Baca berita tanpa iklan. Gabung Kompas.com+
Salin Artikel

Menyimak Tractatus Logico-Philosophicus

Karena manusia mustahil sempurna, maka dengan sendirinya serta merta filosof juga mustahil sempurna.

Maka para filosof yang saya kagumi mulai dari Sokrates sampai ke Artur Schopenhauer, Bertrand Russell, Jean Paul Sartre, Juergen Habermas, Sosrokartono, Driyarkara, Frans Magnis Suseno, Setyo Wibowo, Karlina Supelli, Siti Musdah Mulia, Saras Dewi, Simon Tjahjadi, Franky Hardiman, Muji Sutrisno, Yudi Latif, Martin Suryajaya serta lain-lain yang mustahil bisa saya lengkap sebut semuanya juga para manusia yang mustahil sempurna.

Tidak jarang para pemikir mengkritik pemikiran mereka sendiri yang memang mustahil sempurna itu.

Pada hakikatnya pemikiran manusia yang mustahil sempurna dengan sendirinya bersifat evolusionistis dalam makna perpetuum mobile potensial terus menerus berkembang tanpa henti.

Namun untuk sementara ini bagi saya, pemikir yang paling kritis bahkan kejam terhadap diri sendiri adalah Ludwig Wittgenstein.

Semasa hidup, Wittgenstein hanya mempublikasikan sebuah buku tipis-halaman dalam bahasa Jerman berjudul bahasa Latin yang abadi tercatat di lembaran sejarah ilmu filsafat di planet bumi, yaitu “Tractatus Logico-Philosophicus ” .

Kemudian di luar kehendak sang penulis sendiri buku Tractatus Logico-Philosophicus dianggap oleh khalayak ramai mau pun khalayak sepi pada alam pemikiran Barat sebagai buku yang paling berpengaruh bagi pemikiran manusia abad XX.

Sementara setelah usai menulis Tractatus, Wittgenstein merasa sudah tidak ada lagi yang bisa dan perlu dipikirkan tentang kehidupan manusia di alam semesta ini.
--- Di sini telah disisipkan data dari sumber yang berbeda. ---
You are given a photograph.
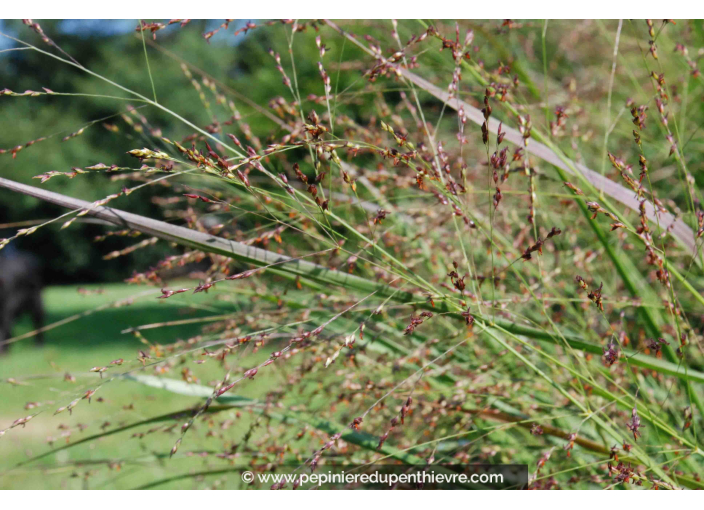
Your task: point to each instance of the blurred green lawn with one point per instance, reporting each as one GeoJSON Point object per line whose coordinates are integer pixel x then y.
{"type": "Point", "coordinates": [75, 347]}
Buku-buku lain karya Wittgenstein dipublikasikan secara anumerta setelah maha pemikir kelahiran Wina, Austria ini menghembuskan napas terakhir di Cambridge, Inggris pada 1951.

Pada dasawarsa ke dua abad XX, Wittgenstein sempat meninggalkan dunia filosofi untuk menempuh perjalanan hidup melalui aneka ragam jalur non-filosofis mulai dari petani, arsitek, guru sampai serdadu yang ikut bertempur di garda terdepan Perang Dunia I.

Setelah Perang Dunia I usai dan kembali belajar dan mengajar di Universitas Cambridge, Wittgenstein mulai mengkritik pemikiran dirinya sendiri yang tertuang ke dalam Tracatatus Logico-Philosophicus antara lain: Die Welt ist alles, was der Fall ist ; Was der Fall ist, die Tatsache, ist das Bestehen von Sachverhalten ; Das logische Bild der Tatsachen ist der Gedanke ; Der Gedanke ist der sinnvolle Satz ; Der Satz ist eine Wahrheitsfunktion der Elementarsätze; Die allgemeine Form der Wahrheitsfunktion ist; Wovon man nicht sprechen kann, darüber muß man schweigen.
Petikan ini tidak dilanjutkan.